On 2018-07-15 19:00, Raymond Burkholder wrote:
On 07/15/2018 09:03 AM, Denys Fedoryshchenko wrote:
On 2018-07-14 22:05, Baldur Norddahl wrote:
I have considered OpenFlow and might do that. We have OpenFlow capable switches and I may be able to offload the work to the switch hardware. But I also consider this solution harder to get right than the idea of using Linux with tap devices. Also it appears the Openvswitch implements a different flavour of OpenFlow than the hardware switch (the hardware is limited to some fixed tables that Broadcom made up), so I might not be able to start with the software and then move on to hardware.
AFAIK openflow is suitable for datacenters, but doesn't scale well for users termination purposes. You will run out from TCAM much sooner than you expect.
Denys, could you expand on this? In a linux based solution (say with OVS), TCAM is memory/software based, and in following their dev threads, they have been optimizing flow caches continuously for various types of flows: megaflow, tiny flows, flow quantity and variety, caching, ...
When you mate OVS with something like a Mellanox Spectrum switch (via SwitchDev) for hardware based forwarding, I could see certain hardware limitations applying, but don't have first hand experience with that.
But I suppose you will see these TCAM issues on hardware only specialized openflow switches. Yes, definitely only on hardware switches and biggest issue it is vendor+hardware dependent. This means if i find "right" switch, and make your solution depending on it, and vendor decided to issue new revision, or even new firmware, there is no guarantee "unusual" setup will keep working. That what makes many people afraid to use it.

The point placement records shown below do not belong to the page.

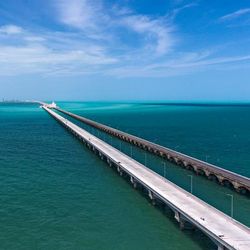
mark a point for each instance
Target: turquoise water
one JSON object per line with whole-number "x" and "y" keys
{"x": 57, "y": 194}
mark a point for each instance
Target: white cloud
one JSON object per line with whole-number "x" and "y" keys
{"x": 99, "y": 23}
{"x": 154, "y": 30}
{"x": 11, "y": 29}
{"x": 235, "y": 14}
{"x": 80, "y": 14}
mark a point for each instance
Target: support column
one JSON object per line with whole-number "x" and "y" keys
{"x": 134, "y": 183}
{"x": 151, "y": 197}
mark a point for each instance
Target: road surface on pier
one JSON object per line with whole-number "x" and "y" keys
{"x": 238, "y": 181}
{"x": 218, "y": 226}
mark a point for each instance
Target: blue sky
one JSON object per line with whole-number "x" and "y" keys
{"x": 125, "y": 50}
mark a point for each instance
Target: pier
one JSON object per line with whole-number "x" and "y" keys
{"x": 187, "y": 209}
{"x": 222, "y": 176}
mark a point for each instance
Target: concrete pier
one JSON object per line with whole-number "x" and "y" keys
{"x": 212, "y": 172}
{"x": 224, "y": 231}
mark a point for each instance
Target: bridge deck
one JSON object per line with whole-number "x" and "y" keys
{"x": 217, "y": 225}
{"x": 236, "y": 179}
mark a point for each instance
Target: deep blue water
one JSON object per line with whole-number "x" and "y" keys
{"x": 57, "y": 194}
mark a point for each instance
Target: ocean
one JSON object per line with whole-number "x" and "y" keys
{"x": 55, "y": 193}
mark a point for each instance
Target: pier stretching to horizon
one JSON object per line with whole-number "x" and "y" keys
{"x": 222, "y": 176}
{"x": 188, "y": 210}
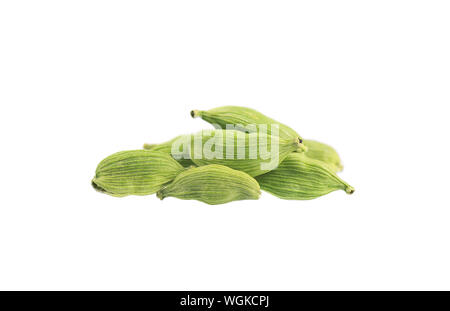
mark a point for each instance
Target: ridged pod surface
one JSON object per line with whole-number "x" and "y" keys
{"x": 242, "y": 116}
{"x": 323, "y": 152}
{"x": 166, "y": 147}
{"x": 253, "y": 162}
{"x": 212, "y": 184}
{"x": 299, "y": 177}
{"x": 135, "y": 172}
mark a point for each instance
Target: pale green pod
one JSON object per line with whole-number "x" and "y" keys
{"x": 135, "y": 172}
{"x": 242, "y": 151}
{"x": 212, "y": 184}
{"x": 323, "y": 152}
{"x": 166, "y": 147}
{"x": 241, "y": 118}
{"x": 299, "y": 177}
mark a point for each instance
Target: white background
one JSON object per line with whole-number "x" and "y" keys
{"x": 80, "y": 80}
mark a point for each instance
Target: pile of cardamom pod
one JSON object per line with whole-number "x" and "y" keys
{"x": 304, "y": 169}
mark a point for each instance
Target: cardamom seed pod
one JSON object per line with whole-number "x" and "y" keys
{"x": 247, "y": 152}
{"x": 299, "y": 177}
{"x": 323, "y": 152}
{"x": 135, "y": 172}
{"x": 241, "y": 118}
{"x": 212, "y": 184}
{"x": 166, "y": 147}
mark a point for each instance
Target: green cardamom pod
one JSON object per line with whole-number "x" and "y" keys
{"x": 166, "y": 147}
{"x": 135, "y": 172}
{"x": 212, "y": 184}
{"x": 299, "y": 177}
{"x": 323, "y": 152}
{"x": 244, "y": 119}
{"x": 253, "y": 153}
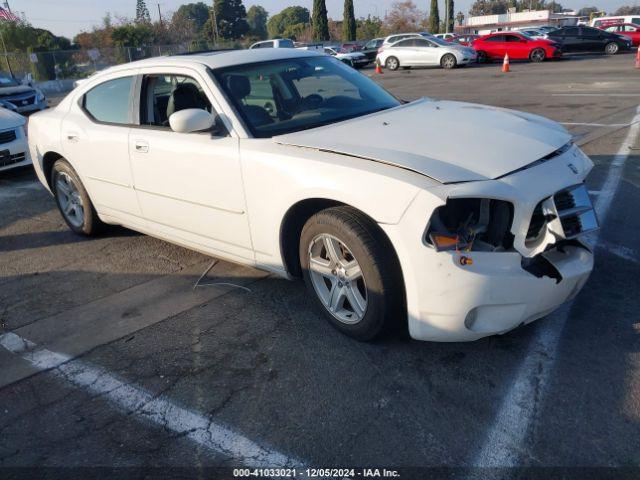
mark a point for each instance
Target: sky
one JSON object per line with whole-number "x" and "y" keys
{"x": 69, "y": 17}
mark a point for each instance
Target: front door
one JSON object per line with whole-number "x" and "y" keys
{"x": 189, "y": 185}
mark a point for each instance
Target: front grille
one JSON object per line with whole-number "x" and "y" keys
{"x": 575, "y": 211}
{"x": 564, "y": 200}
{"x": 573, "y": 215}
{"x": 12, "y": 159}
{"x": 7, "y": 136}
{"x": 538, "y": 221}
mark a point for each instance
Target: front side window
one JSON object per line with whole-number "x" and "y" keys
{"x": 165, "y": 94}
{"x": 110, "y": 102}
{"x": 295, "y": 94}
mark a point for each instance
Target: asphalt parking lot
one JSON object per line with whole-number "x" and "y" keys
{"x": 138, "y": 368}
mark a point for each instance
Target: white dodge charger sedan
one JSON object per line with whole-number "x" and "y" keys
{"x": 459, "y": 220}
{"x": 424, "y": 52}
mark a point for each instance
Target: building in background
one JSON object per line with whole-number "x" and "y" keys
{"x": 516, "y": 20}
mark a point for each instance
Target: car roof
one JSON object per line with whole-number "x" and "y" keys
{"x": 220, "y": 59}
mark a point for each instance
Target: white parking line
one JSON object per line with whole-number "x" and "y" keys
{"x": 206, "y": 433}
{"x": 504, "y": 444}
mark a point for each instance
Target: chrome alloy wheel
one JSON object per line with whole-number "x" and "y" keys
{"x": 337, "y": 279}
{"x": 70, "y": 199}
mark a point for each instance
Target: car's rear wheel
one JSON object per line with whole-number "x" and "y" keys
{"x": 73, "y": 201}
{"x": 392, "y": 63}
{"x": 448, "y": 61}
{"x": 537, "y": 55}
{"x": 347, "y": 267}
{"x": 611, "y": 48}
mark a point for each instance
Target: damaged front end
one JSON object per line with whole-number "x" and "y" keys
{"x": 467, "y": 225}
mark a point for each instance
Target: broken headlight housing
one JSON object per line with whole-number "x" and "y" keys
{"x": 471, "y": 224}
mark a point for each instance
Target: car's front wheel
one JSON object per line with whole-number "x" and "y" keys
{"x": 392, "y": 63}
{"x": 611, "y": 48}
{"x": 537, "y": 55}
{"x": 348, "y": 268}
{"x": 73, "y": 200}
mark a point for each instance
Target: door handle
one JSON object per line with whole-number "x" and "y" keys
{"x": 141, "y": 146}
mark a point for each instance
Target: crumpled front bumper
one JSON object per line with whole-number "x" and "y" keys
{"x": 462, "y": 296}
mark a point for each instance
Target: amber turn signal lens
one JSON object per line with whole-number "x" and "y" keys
{"x": 444, "y": 242}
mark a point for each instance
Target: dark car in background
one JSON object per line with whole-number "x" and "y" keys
{"x": 589, "y": 39}
{"x": 370, "y": 48}
{"x": 23, "y": 99}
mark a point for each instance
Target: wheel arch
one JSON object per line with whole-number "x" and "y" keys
{"x": 294, "y": 220}
{"x": 48, "y": 160}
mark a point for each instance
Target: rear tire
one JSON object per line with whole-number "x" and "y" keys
{"x": 345, "y": 259}
{"x": 448, "y": 61}
{"x": 537, "y": 55}
{"x": 392, "y": 63}
{"x": 73, "y": 200}
{"x": 611, "y": 48}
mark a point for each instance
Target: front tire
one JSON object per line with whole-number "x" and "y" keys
{"x": 537, "y": 55}
{"x": 349, "y": 270}
{"x": 448, "y": 61}
{"x": 73, "y": 200}
{"x": 611, "y": 48}
{"x": 392, "y": 63}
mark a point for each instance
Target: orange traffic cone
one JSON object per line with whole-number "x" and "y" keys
{"x": 505, "y": 63}
{"x": 378, "y": 66}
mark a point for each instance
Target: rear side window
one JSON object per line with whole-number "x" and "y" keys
{"x": 110, "y": 102}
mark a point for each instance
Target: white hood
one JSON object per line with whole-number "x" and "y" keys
{"x": 447, "y": 141}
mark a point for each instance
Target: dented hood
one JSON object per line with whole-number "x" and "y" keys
{"x": 447, "y": 141}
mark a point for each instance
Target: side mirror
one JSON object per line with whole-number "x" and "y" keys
{"x": 191, "y": 120}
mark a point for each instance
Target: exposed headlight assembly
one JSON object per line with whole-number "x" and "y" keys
{"x": 471, "y": 224}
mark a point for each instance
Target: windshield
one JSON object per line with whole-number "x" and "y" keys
{"x": 295, "y": 94}
{"x": 7, "y": 81}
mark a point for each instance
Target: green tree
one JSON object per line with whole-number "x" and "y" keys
{"x": 198, "y": 13}
{"x": 231, "y": 18}
{"x": 320, "y": 21}
{"x": 257, "y": 20}
{"x": 142, "y": 12}
{"x": 434, "y": 17}
{"x": 367, "y": 28}
{"x": 288, "y": 17}
{"x": 349, "y": 26}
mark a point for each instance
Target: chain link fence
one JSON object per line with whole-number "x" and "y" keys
{"x": 80, "y": 63}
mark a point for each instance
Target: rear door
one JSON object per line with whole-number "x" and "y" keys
{"x": 517, "y": 47}
{"x": 593, "y": 39}
{"x": 425, "y": 52}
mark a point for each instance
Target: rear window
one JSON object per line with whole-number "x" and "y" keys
{"x": 110, "y": 102}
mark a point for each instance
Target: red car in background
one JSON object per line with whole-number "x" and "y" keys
{"x": 466, "y": 40}
{"x": 630, "y": 30}
{"x": 517, "y": 45}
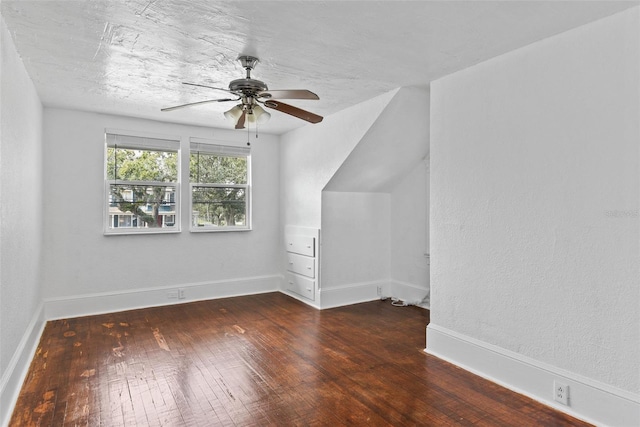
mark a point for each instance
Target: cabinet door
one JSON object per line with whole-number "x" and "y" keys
{"x": 301, "y": 285}
{"x": 303, "y": 245}
{"x": 301, "y": 264}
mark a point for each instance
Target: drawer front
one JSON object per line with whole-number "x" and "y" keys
{"x": 301, "y": 285}
{"x": 301, "y": 264}
{"x": 300, "y": 244}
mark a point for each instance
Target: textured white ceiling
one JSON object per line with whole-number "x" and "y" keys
{"x": 130, "y": 57}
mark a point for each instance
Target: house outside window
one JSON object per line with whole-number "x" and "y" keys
{"x": 220, "y": 184}
{"x": 141, "y": 184}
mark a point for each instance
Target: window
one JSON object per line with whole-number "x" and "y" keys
{"x": 220, "y": 187}
{"x": 142, "y": 184}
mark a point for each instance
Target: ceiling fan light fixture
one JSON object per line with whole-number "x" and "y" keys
{"x": 261, "y": 116}
{"x": 234, "y": 113}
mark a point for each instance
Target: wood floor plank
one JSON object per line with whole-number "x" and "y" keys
{"x": 258, "y": 360}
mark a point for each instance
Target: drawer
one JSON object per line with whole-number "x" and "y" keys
{"x": 301, "y": 285}
{"x": 304, "y": 245}
{"x": 301, "y": 264}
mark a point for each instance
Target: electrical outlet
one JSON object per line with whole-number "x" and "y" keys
{"x": 561, "y": 393}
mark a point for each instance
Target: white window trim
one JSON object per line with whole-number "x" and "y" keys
{"x": 219, "y": 148}
{"x": 131, "y": 140}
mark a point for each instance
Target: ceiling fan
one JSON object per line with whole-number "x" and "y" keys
{"x": 252, "y": 93}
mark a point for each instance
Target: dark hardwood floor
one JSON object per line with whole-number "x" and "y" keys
{"x": 258, "y": 360}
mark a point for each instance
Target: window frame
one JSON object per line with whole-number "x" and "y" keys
{"x": 147, "y": 142}
{"x": 220, "y": 148}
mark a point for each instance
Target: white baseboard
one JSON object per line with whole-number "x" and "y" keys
{"x": 589, "y": 400}
{"x": 299, "y": 298}
{"x": 409, "y": 293}
{"x": 351, "y": 294}
{"x": 111, "y": 302}
{"x": 14, "y": 375}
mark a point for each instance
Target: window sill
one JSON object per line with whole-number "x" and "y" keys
{"x": 217, "y": 230}
{"x": 139, "y": 232}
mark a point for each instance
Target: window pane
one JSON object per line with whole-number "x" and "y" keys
{"x": 218, "y": 207}
{"x": 142, "y": 165}
{"x": 214, "y": 169}
{"x": 141, "y": 206}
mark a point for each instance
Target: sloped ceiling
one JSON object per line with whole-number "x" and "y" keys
{"x": 130, "y": 57}
{"x": 396, "y": 142}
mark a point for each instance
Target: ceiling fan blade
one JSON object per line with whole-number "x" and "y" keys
{"x": 210, "y": 87}
{"x": 240, "y": 124}
{"x": 197, "y": 103}
{"x": 293, "y": 111}
{"x": 288, "y": 94}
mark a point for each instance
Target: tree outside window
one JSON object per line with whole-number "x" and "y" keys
{"x": 142, "y": 184}
{"x": 220, "y": 196}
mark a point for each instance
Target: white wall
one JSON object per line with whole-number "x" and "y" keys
{"x": 20, "y": 215}
{"x": 80, "y": 260}
{"x": 534, "y": 204}
{"x": 409, "y": 224}
{"x": 311, "y": 155}
{"x": 355, "y": 239}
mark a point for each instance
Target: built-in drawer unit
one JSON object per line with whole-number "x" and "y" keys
{"x": 301, "y": 285}
{"x": 303, "y": 245}
{"x": 301, "y": 264}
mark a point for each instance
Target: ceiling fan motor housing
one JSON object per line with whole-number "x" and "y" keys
{"x": 247, "y": 86}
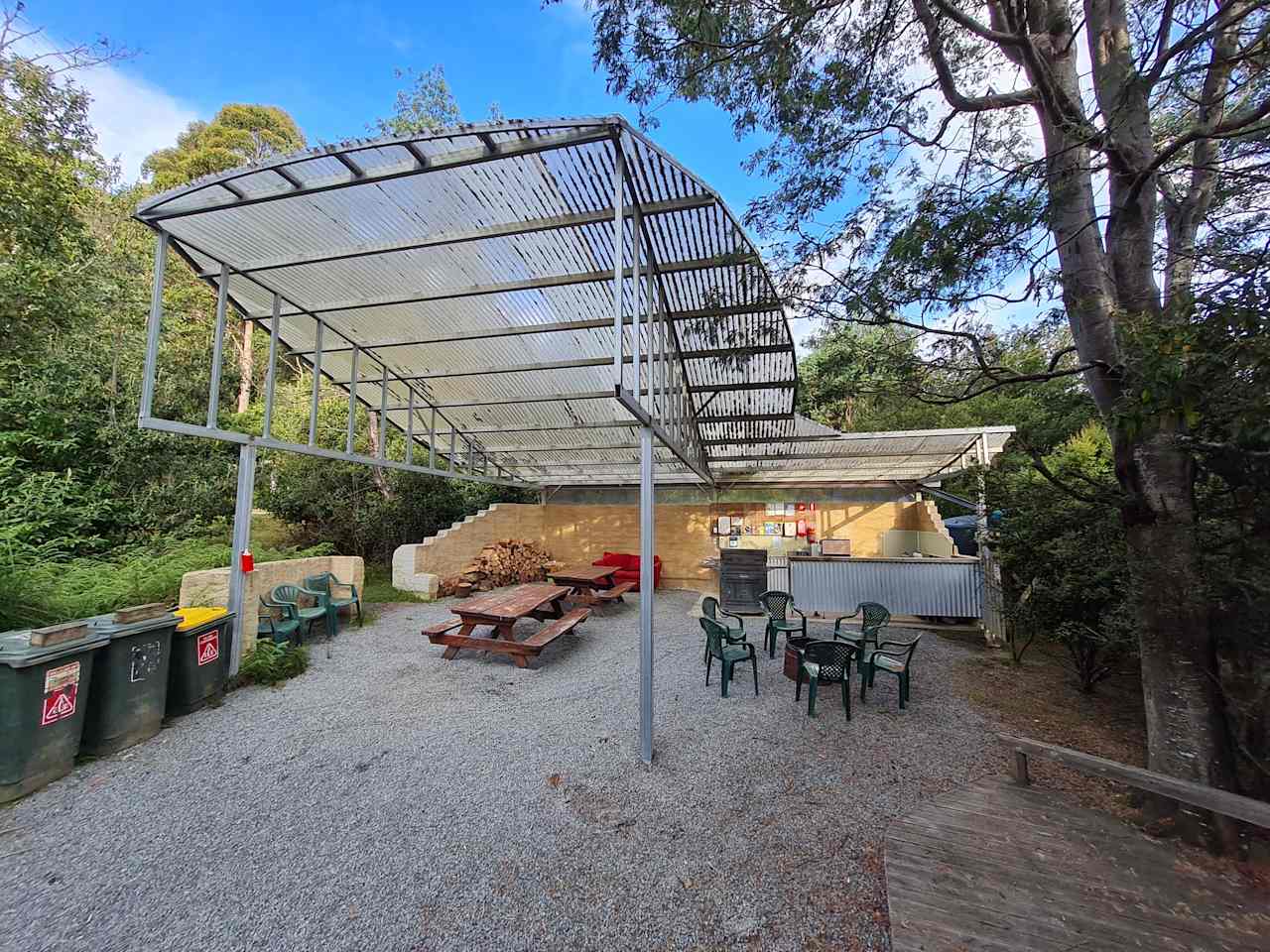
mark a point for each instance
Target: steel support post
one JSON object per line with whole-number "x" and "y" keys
{"x": 645, "y": 593}
{"x": 241, "y": 540}
{"x": 271, "y": 373}
{"x": 619, "y": 254}
{"x": 213, "y": 389}
{"x": 148, "y": 380}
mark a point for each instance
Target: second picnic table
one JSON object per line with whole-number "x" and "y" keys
{"x": 592, "y": 583}
{"x": 502, "y": 611}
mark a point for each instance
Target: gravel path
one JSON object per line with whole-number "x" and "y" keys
{"x": 391, "y": 800}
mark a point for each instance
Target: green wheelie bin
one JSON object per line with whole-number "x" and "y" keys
{"x": 45, "y": 680}
{"x": 199, "y": 657}
{"x": 130, "y": 688}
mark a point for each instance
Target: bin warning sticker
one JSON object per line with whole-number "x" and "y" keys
{"x": 208, "y": 647}
{"x": 145, "y": 660}
{"x": 62, "y": 687}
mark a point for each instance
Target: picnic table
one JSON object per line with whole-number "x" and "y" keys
{"x": 592, "y": 584}
{"x": 500, "y": 611}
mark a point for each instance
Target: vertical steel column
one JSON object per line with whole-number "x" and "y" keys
{"x": 213, "y": 389}
{"x": 409, "y": 426}
{"x": 241, "y": 540}
{"x": 352, "y": 402}
{"x": 645, "y": 594}
{"x": 148, "y": 379}
{"x": 619, "y": 254}
{"x": 271, "y": 373}
{"x": 313, "y": 407}
{"x": 432, "y": 439}
{"x": 636, "y": 289}
{"x": 384, "y": 414}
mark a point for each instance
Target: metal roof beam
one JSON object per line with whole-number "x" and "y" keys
{"x": 557, "y": 222}
{"x": 512, "y": 330}
{"x": 503, "y": 287}
{"x": 451, "y": 160}
{"x": 588, "y": 394}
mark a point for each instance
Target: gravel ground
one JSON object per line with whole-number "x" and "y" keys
{"x": 391, "y": 800}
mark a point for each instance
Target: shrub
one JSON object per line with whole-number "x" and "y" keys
{"x": 270, "y": 664}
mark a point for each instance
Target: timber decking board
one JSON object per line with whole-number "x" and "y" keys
{"x": 994, "y": 866}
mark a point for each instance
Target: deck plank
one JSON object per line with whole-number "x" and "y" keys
{"x": 996, "y": 866}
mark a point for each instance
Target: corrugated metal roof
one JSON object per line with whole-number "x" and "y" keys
{"x": 476, "y": 267}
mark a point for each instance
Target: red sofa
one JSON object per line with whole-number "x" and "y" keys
{"x": 627, "y": 567}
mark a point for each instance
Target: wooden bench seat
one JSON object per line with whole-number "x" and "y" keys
{"x": 436, "y": 631}
{"x": 615, "y": 593}
{"x": 548, "y": 634}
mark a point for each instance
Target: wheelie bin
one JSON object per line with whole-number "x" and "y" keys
{"x": 199, "y": 657}
{"x": 45, "y": 682}
{"x": 130, "y": 687}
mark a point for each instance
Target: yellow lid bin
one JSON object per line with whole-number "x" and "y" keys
{"x": 194, "y": 617}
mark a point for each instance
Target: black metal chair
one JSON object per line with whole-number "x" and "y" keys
{"x": 779, "y": 604}
{"x": 711, "y": 610}
{"x": 826, "y": 662}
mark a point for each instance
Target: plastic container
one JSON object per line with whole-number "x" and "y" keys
{"x": 44, "y": 696}
{"x": 130, "y": 687}
{"x": 199, "y": 657}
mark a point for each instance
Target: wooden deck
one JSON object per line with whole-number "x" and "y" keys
{"x": 994, "y": 866}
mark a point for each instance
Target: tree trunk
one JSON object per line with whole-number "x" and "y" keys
{"x": 245, "y": 367}
{"x": 1187, "y": 734}
{"x": 372, "y": 428}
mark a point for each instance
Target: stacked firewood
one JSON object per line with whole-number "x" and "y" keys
{"x": 509, "y": 561}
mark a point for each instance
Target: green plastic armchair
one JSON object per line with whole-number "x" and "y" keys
{"x": 735, "y": 633}
{"x": 729, "y": 655}
{"x": 278, "y": 629}
{"x": 308, "y": 615}
{"x": 778, "y": 606}
{"x": 873, "y": 619}
{"x": 826, "y": 662}
{"x": 890, "y": 657}
{"x": 326, "y": 583}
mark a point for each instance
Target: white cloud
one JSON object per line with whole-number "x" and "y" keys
{"x": 131, "y": 117}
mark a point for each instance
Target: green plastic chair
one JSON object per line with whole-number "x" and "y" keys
{"x": 325, "y": 583}
{"x": 280, "y": 630}
{"x": 898, "y": 660}
{"x": 717, "y": 647}
{"x": 826, "y": 662}
{"x": 735, "y": 633}
{"x": 318, "y": 611}
{"x": 778, "y": 606}
{"x": 874, "y": 617}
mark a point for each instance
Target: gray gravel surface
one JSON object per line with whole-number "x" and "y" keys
{"x": 391, "y": 800}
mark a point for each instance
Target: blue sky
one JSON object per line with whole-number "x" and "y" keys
{"x": 330, "y": 64}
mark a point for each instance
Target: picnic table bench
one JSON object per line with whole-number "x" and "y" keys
{"x": 500, "y": 611}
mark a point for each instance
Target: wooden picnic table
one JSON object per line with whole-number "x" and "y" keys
{"x": 592, "y": 584}
{"x": 500, "y": 611}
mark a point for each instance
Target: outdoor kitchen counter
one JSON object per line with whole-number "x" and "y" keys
{"x": 832, "y": 585}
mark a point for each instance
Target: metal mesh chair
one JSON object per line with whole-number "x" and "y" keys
{"x": 778, "y": 606}
{"x": 735, "y": 633}
{"x": 717, "y": 647}
{"x": 826, "y": 662}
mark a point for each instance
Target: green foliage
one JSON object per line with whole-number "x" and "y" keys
{"x": 240, "y": 134}
{"x": 40, "y": 585}
{"x": 1065, "y": 560}
{"x": 270, "y": 664}
{"x": 425, "y": 105}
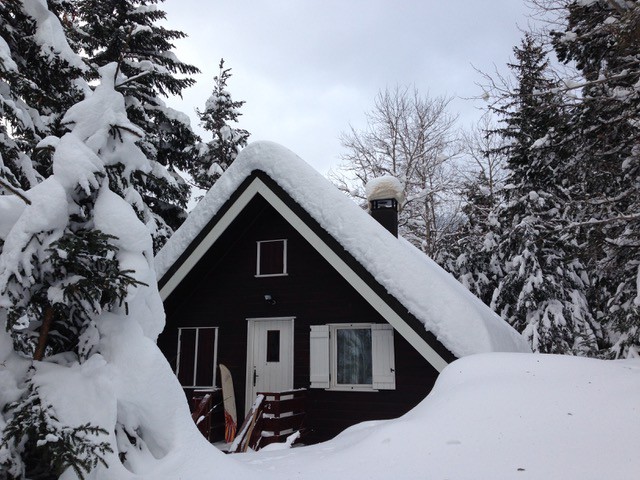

Openflow IMO by nature is built to do complex matching, and for example for typical 12-tuple it is 750-4000 entries max in switches, but you go to l2 only matching which was possible at moment i tested, on my experience, only on PF5820 - you can do L2 entries only matching, then it can go 80k flows. But again, sticking to specific vendor is not recommended. About OVS, i didnt looked much at it, as i thought it is not suitable for BNG purposes, like for tens of thousands users termination, i thought it is more about high speed switching for tens of VM.
On edge based translations, is hardware based forwarding actually necessary, since there are so many software functions being performed anyway?
IMO at current moment 20-40G on single box is a boundary point when packet forwarding is preferable(but still not necessary) to do in hardware, as passing packets thru whole Linux stack is really not best option. But it works. I'm trying to find an alternative solution, bypassing full stack using XDP, so i can go beyond 40G.
But then, it may be conceivable that by buying a number of servers, and load spreading across the servers will provide some resiliency and will come in at a lower cost than putting in 'big iron' anyway.
Because then there are some additional benefits: you can run Network Function Virtualization at the edge and provide additional services to customers.
+1 For IPoE/PPPoE - servers scale very well, while on "hardware" eventually you will hit a limit how many line cards you can put in chassis and then you need to buy new chassis. I am not talking that some chassis have countless unobvious limitations you might hit inside chassis (in pretty old Cisco 6500/7600, which is not EOL, it is a nightmare). If ISP have big enough chassis, he need to remember, that he need second one at same place, and preferable with same amount of line cards, while with servers you are more reliable even with N+M(where M for example N/4) redundancy. Also when premium customers ask me for some unusual things, it is much easier to move them to separate nodes with extended options for termination, where i can implement their demands over custom vCPE.